Feitas as listas todas, começou o tormento. É que, talvez hábito de quem já escreveu novelas, automaticamente comecei a intercalar os núcleos e concluí que, mundo pequeno, todo mundo se conhecia. A lista do "tudo o que eu preciso fazer pra fazer essas coisas que decidi fazer este ano" tinha muitos parentes –só revelados lá pro meio do drama dessa madrugada– morando na lista do "não fazer este ano". A lista dos e-mails que eu precisaria mandar pedindo desculpas e dizendo que estava atolada e que só conseguiria pro ano que vem, tinha amantes na lista do "não custa nada".

Seis da manhã, prematuros, mas saudáveis rebentos (frutos do cruzamento sem proteção das infinitas e poligâmicas listas) já nasciam cheios de imperativos e atrasos, querendo independência sem nem ao certo saber direito a própria filiação. Eu estava cansada e fiz um chá de hortelã. Fechei os olhos um segundo, em meio a berreiros de listas que não cessavam em germinar e tive a brilhante ideia, a lista de todas as listas: "e a vida pessoal, onde fica?".
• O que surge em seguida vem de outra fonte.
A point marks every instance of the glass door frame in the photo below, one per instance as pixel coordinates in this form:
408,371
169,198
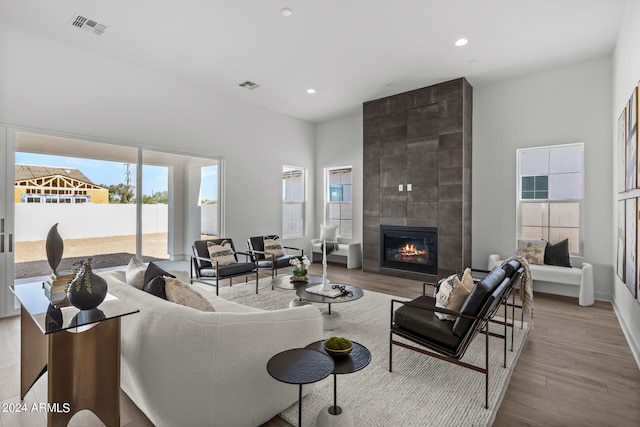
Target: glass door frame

Naquele momento, ficava no vigésimo terceiro A4 que seria rabiscado com intermináveis "to do" que iam desde "exames de sangue check-up anual completo descobrir um bom clínico geral próximo" até "passar fotos do cel para nuvem: como deixar automático?". O problema é que, quando chegou no afazer "alisar a franja", esse mesmo item abriu o item "mas será que não é isso que está fazendo meu cabelo cair?" que linkou com o item "exames de sangue check-up anual completo descobrir um bom clínico geral próximo". Ou seja, agora o cruzamento era entre entusiastas da mesma família de listas, o que me preocupou um pouco. Que monstruosidades poderiam nascer dali?

Com medo, reparei que o sol nascia, sempre trazendo uma lista de obviedades para os insones. O primeiro item era: dormir melhor. O segundo: quando der tempo, porque vale muito a pena, fazer uma lista de coisas pra não fazer nunca. O problema é que esse último item abriu o item "fazer listas é uma das coisas para não fazer nunca?". E esse item linkou, com o encaixe violento dos apaixonados culpados, com todas as listas e com todos o itens, tornando impossível, para sempre, a desassociação entre tudo que eu tinha pra fazer e tudo que eu nunca faria.